AdvaMed Leads Letter Urging Lawmakers to Support Bipartisan Diagnostics Reform
WASHINGTON, D.C. – Today, AdvaMed, joined by American Cancer Society Cancer Action Network, The Pew Charitable Trust, Friends of Cancer Research, and other, sent a letter urging the leaders of the Senate Committee on Health, Education, Labor and Pensions (HELP) and the House Committee on Energy and Commerce to support the bipartisan Verifying Accurate, Leading-edge IVCT Development (VALID) Act for regulatory oversight of in vitro clinical tests (IVCTs) – including in vitro diagnostics (IVDs) and laboratory-developed tests (LDTs). The coalition of 9 organizations, which represents the millions of patients, called for the swift passage of the legislation before the close of the 117th Congress.

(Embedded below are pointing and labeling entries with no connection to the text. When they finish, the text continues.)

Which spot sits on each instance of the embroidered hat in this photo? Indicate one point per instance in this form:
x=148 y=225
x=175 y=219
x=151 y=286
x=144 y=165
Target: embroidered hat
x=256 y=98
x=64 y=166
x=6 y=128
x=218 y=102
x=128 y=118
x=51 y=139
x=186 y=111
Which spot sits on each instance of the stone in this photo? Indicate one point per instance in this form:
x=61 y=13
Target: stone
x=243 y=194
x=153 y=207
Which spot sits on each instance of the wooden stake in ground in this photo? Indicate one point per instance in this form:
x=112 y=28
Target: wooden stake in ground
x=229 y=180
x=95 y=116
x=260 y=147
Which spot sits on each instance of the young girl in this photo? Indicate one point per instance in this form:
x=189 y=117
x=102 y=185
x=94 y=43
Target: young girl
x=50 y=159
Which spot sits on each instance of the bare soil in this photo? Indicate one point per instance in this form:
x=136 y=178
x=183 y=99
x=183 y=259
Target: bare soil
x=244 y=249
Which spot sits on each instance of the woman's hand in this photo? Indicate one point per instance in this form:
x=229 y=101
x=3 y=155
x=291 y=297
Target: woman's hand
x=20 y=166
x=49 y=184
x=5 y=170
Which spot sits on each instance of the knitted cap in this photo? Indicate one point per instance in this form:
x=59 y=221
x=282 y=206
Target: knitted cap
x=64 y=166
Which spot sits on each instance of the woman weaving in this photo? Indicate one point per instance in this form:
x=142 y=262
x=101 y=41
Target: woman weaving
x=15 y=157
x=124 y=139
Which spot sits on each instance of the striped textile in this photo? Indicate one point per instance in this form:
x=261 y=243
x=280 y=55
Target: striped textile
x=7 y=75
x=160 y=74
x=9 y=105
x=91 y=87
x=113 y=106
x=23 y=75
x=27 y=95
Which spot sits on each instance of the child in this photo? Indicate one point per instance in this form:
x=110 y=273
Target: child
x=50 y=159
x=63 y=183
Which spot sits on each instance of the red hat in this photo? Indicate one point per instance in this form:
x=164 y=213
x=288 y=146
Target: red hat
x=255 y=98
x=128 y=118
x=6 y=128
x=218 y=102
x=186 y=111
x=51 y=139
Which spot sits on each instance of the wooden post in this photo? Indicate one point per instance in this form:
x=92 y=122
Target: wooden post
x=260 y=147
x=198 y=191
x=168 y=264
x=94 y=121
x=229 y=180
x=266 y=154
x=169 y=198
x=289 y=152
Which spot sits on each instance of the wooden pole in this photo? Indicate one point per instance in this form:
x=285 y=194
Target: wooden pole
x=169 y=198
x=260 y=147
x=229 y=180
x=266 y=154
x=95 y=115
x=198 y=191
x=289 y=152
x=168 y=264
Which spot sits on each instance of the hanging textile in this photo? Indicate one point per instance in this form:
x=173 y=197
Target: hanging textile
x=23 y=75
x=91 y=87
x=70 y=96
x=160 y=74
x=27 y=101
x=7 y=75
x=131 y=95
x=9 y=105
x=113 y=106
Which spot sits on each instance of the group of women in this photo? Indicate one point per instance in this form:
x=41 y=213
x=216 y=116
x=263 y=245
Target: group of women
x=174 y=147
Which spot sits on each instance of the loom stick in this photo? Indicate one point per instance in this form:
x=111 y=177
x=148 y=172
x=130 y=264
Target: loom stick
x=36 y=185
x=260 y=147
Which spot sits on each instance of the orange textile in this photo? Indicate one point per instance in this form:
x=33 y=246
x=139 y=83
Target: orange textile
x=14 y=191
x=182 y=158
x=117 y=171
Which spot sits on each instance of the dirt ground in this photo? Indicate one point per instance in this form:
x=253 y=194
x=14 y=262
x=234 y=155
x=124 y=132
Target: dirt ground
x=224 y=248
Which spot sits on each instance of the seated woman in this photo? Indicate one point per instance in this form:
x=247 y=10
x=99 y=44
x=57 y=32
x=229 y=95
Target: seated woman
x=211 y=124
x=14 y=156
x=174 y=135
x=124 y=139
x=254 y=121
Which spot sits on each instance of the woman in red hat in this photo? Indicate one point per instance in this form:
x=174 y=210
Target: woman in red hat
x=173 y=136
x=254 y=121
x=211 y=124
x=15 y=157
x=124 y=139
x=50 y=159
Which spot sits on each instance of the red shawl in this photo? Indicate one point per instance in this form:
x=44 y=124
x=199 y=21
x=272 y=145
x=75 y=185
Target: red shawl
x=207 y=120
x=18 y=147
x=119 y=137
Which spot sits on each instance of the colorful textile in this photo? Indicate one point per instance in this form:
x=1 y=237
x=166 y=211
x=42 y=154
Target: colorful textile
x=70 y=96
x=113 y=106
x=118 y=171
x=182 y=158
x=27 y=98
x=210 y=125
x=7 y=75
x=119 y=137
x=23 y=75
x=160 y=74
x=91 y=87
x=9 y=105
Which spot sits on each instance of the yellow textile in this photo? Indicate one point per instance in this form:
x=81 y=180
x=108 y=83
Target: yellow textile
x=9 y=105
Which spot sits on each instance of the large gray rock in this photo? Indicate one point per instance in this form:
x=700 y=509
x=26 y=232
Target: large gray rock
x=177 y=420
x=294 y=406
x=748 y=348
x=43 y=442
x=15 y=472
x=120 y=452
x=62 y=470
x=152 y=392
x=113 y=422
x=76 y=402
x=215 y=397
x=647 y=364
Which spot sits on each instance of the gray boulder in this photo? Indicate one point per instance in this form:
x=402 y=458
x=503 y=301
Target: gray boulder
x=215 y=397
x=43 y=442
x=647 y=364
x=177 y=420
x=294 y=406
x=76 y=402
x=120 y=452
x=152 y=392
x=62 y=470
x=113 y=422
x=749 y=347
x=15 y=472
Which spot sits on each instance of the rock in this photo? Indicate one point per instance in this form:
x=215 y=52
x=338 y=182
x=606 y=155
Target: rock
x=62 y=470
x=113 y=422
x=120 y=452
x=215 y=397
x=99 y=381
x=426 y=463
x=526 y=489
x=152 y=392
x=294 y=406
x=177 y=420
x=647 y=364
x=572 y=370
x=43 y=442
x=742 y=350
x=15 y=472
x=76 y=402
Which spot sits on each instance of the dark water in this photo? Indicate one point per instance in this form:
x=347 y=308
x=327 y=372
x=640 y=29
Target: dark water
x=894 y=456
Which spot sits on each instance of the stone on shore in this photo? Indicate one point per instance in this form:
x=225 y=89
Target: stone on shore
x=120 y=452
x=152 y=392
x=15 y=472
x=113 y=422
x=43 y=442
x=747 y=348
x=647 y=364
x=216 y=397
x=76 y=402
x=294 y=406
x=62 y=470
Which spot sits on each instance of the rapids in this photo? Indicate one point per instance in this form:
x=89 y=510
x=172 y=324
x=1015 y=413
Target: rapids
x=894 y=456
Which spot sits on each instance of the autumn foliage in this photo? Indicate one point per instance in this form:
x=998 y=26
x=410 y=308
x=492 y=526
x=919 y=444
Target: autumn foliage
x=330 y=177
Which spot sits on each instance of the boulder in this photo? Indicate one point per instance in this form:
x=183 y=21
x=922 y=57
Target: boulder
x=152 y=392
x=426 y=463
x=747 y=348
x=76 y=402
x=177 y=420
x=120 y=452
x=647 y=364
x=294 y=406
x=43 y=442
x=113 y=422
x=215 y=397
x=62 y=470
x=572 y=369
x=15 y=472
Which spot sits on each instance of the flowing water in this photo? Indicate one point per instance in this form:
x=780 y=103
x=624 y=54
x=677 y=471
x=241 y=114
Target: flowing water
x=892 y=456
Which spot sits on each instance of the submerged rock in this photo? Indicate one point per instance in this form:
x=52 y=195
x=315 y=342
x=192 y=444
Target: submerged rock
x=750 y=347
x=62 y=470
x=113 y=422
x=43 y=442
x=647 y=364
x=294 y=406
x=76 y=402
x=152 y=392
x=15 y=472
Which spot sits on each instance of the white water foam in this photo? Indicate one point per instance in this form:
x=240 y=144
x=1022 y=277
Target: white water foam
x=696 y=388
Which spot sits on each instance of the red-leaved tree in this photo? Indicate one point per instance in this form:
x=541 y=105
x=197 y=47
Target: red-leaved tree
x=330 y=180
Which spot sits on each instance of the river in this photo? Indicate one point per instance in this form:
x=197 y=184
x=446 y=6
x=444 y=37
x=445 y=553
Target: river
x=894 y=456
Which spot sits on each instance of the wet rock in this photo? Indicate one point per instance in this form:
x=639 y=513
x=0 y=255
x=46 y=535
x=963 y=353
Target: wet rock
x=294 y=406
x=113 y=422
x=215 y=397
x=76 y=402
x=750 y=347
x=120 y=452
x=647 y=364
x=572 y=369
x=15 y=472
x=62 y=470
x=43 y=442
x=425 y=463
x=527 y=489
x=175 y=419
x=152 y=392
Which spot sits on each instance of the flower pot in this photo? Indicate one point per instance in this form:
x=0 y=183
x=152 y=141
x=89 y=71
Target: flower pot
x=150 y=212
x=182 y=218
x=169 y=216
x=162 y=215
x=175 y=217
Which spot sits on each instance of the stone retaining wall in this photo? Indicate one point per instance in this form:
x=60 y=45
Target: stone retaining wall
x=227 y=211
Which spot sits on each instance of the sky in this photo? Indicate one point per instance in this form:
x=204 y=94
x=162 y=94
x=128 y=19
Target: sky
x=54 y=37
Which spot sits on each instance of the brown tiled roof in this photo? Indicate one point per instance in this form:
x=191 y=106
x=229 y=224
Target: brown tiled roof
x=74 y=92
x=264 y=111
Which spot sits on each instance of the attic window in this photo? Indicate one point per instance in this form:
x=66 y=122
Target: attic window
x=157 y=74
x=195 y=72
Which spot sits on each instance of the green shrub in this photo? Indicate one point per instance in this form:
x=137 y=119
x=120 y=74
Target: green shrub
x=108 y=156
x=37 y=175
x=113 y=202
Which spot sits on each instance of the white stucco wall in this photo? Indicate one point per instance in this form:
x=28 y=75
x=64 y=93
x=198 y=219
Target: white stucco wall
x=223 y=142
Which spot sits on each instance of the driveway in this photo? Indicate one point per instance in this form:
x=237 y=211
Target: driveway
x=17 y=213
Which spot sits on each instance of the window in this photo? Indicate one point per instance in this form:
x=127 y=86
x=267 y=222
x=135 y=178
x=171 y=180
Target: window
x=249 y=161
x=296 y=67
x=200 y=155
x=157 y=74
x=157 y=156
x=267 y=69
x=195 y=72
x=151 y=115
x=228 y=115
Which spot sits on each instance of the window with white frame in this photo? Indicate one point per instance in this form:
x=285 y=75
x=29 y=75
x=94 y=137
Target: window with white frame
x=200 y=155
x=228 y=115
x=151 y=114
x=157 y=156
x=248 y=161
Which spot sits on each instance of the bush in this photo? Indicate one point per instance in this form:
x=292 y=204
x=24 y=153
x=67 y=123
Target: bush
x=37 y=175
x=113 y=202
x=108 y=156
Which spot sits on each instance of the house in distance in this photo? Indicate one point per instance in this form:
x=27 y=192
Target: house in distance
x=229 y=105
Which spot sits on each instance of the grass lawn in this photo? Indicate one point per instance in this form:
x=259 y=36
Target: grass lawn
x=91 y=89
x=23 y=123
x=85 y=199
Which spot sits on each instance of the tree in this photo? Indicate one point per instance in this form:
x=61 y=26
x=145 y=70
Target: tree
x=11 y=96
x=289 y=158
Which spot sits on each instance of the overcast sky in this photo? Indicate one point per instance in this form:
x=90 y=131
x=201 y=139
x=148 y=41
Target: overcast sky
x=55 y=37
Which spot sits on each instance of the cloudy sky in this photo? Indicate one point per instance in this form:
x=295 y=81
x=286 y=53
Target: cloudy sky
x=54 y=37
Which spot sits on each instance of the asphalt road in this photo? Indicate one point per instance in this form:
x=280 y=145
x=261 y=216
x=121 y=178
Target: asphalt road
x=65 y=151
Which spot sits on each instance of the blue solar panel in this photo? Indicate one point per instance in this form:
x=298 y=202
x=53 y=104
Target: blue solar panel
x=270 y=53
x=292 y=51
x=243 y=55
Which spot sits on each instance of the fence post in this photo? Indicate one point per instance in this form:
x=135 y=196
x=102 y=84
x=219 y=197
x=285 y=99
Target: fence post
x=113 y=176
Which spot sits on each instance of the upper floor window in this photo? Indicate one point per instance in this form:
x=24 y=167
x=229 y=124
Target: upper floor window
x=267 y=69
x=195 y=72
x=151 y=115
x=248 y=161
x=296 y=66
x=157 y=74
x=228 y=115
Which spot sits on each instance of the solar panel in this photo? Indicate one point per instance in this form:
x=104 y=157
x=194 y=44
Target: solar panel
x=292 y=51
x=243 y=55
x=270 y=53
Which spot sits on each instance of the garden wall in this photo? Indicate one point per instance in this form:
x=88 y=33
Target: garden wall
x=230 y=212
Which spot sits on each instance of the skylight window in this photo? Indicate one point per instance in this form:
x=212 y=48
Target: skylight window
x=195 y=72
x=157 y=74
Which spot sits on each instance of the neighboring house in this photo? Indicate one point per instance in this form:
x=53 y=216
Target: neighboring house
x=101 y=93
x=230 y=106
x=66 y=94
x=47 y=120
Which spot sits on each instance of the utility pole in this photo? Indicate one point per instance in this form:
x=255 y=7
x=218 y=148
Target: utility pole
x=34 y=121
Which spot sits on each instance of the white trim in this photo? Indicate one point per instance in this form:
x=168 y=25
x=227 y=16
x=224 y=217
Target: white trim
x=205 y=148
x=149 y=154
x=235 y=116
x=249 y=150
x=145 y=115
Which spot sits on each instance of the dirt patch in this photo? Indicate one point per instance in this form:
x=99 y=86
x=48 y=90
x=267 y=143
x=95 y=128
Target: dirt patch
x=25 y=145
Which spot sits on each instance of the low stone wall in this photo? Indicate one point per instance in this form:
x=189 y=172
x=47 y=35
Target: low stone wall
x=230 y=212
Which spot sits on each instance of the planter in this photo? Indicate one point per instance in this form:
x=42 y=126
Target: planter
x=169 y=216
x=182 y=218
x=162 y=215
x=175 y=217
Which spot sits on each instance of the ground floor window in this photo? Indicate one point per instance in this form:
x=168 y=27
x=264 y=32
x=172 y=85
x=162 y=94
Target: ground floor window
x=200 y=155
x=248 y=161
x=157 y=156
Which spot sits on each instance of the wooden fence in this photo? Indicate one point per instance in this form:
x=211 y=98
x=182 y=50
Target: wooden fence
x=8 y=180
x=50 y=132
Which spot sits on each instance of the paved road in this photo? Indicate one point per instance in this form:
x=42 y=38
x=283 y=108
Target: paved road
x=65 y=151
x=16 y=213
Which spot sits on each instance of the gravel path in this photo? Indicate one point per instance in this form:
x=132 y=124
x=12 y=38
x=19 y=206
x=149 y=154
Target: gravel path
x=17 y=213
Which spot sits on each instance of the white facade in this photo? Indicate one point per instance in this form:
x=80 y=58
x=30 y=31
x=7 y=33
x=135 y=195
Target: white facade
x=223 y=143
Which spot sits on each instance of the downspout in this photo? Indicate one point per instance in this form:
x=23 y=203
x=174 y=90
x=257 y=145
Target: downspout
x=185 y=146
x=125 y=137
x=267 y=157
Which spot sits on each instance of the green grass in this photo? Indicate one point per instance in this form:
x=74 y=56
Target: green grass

“[W]e are concerned about longstanding regulatory issues that will jeopardize the advancement of the next generation of diagnostics and, thus, patient outcomes,” the group wrote in the letter to Congressional leaders. “To address these concerns, which have been recognized by administrations of both political parties, we urge you to support the VALID Act discussion draft currently under review by the committee and include it on an end of year appropriations package.
“The VALID Act would be an important step forward for patients and their clinicians who expect the highest quality innovative tests available to diagnose and treat illnesses. Absent these reforms, the current, outdated oversight of the development and quality of these tests will lead to inaccurate and unreliable tests and undermine clinical decision making and patient health outcomes.”
Read the full letter, which was signed by AdvaMed, American Cancer Society Cancer Action Network, Association for Clinical Oncology, Association of Black Cardiologists, College of American Pathologists, Friends of Cancer Research, Heart Valve Voice US, LUNGevity Foundation, and The Pew Charitable Trust, here.
A key priority for AdvaMed members, the Association has led efforts over the course of the 117th Congress to ensure this legislation is enacted, including calling on Congressional leaders to include the reforms in the Food and Drug Administration Safety and Landmark Advancements (FDSLA) Act of 2022.
Earlier this year, AdvaMed President and CEO Scott Whitaker praised the impact the VALID Act would have for patients and the medtech industry, saying, “The bipartisan VALID Act is an important step toward the long-overdue modernization of the law for all diagnostic tests. It calls for smart reforms that will incentivize and improve the development of the advanced, reliable tests patients depend on, regardless of where those tests were developed.”